5 Discussion and Conclusions

In this study, we used the LIS domain question/answer sets from ResearchGate to detect the criteria that evaluators use to evaluate the academic answer quality. Then, we mapped the participants’ responds to the quality judgment framework. We found that the content of academic text and the users’ beliefs and preferences are the two common used criteria to judge academic answer quality. Meanwhile, based on the previous works’ definition, we identified the subjective criteria, which are dependent to different users, and objective criteria, which are only related to the content of the text. This investigation indicates that not only the text itself, but also the users’ beliefs and preferences can influence the quality judgment. So it is hard to achieve high agreement on text quality based on different users’ judgments. Especially for academic text, which are more complicated than generic text, it is even more difficult to get the high level agreement. This phenomena indicated that academic content quality evaluation cannot be simply based on a few users’ judgments, because they cannot reach the acceptable agreement level.

The major contribution of this study is that we identified that the evaluation of the academic answer quality contains both objective and subjective criteria. The objective criteria include readability, depth, and recency, and automatic methods can be used to evaluate the quality from these criteria. Meanwhile, the subjective criteria should be judged based on different users’ background and requirement. For example, the more expertise a user has on a particular domain, the higher chance that the user likes the professional content, whereas, the less knowledge a user has on a domain, the more likely the user would like to read some easy readable domain related text.
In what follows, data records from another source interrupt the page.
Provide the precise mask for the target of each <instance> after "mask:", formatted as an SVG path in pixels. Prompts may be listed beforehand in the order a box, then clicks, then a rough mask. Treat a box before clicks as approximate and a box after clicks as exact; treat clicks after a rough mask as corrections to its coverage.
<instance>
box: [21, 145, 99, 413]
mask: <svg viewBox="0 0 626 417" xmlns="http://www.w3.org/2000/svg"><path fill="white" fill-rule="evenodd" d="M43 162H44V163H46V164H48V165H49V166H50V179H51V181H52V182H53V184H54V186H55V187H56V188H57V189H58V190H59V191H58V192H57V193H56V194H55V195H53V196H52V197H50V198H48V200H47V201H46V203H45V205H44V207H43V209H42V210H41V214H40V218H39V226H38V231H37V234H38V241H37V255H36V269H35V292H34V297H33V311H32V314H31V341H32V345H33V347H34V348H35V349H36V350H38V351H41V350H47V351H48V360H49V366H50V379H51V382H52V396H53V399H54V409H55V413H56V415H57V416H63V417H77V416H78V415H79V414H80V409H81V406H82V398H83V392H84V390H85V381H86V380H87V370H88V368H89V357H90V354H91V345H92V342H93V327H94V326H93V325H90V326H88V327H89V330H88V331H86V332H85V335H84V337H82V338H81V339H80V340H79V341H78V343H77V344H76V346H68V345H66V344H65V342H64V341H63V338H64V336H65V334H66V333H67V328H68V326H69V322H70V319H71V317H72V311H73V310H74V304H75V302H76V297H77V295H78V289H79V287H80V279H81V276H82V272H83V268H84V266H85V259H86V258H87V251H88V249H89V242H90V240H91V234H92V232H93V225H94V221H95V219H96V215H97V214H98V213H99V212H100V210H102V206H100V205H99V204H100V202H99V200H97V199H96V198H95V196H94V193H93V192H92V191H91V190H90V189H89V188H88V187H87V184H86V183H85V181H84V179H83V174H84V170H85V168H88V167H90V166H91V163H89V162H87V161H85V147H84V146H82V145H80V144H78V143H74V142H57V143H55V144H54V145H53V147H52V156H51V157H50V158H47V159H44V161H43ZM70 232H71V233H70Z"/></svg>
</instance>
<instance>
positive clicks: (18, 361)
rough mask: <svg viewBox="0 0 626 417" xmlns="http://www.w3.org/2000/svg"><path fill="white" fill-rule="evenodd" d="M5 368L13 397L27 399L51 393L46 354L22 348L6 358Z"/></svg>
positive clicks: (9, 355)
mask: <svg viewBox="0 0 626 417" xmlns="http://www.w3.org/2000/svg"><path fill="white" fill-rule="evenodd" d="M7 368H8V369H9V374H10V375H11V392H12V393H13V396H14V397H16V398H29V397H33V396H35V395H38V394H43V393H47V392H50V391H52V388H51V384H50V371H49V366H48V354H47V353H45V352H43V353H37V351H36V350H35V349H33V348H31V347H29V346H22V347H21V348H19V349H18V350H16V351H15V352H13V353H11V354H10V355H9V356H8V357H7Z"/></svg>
This is a pilot study regarding the evaluation of academic answer quality. A limitation of our study is that we just detected the one kind of academic text, ResearchGate academic answers on LIS domain. We plan to expand our study to other academic sources in different domains. More specifically, we hope to detect what criteria that belong to the nine criteria groups we identified are more important for scholars to judgment the academic content quality. This helps to set up a general quality evaluation framework for academic information on social media. Such framework would combine the subjective and objective criteria.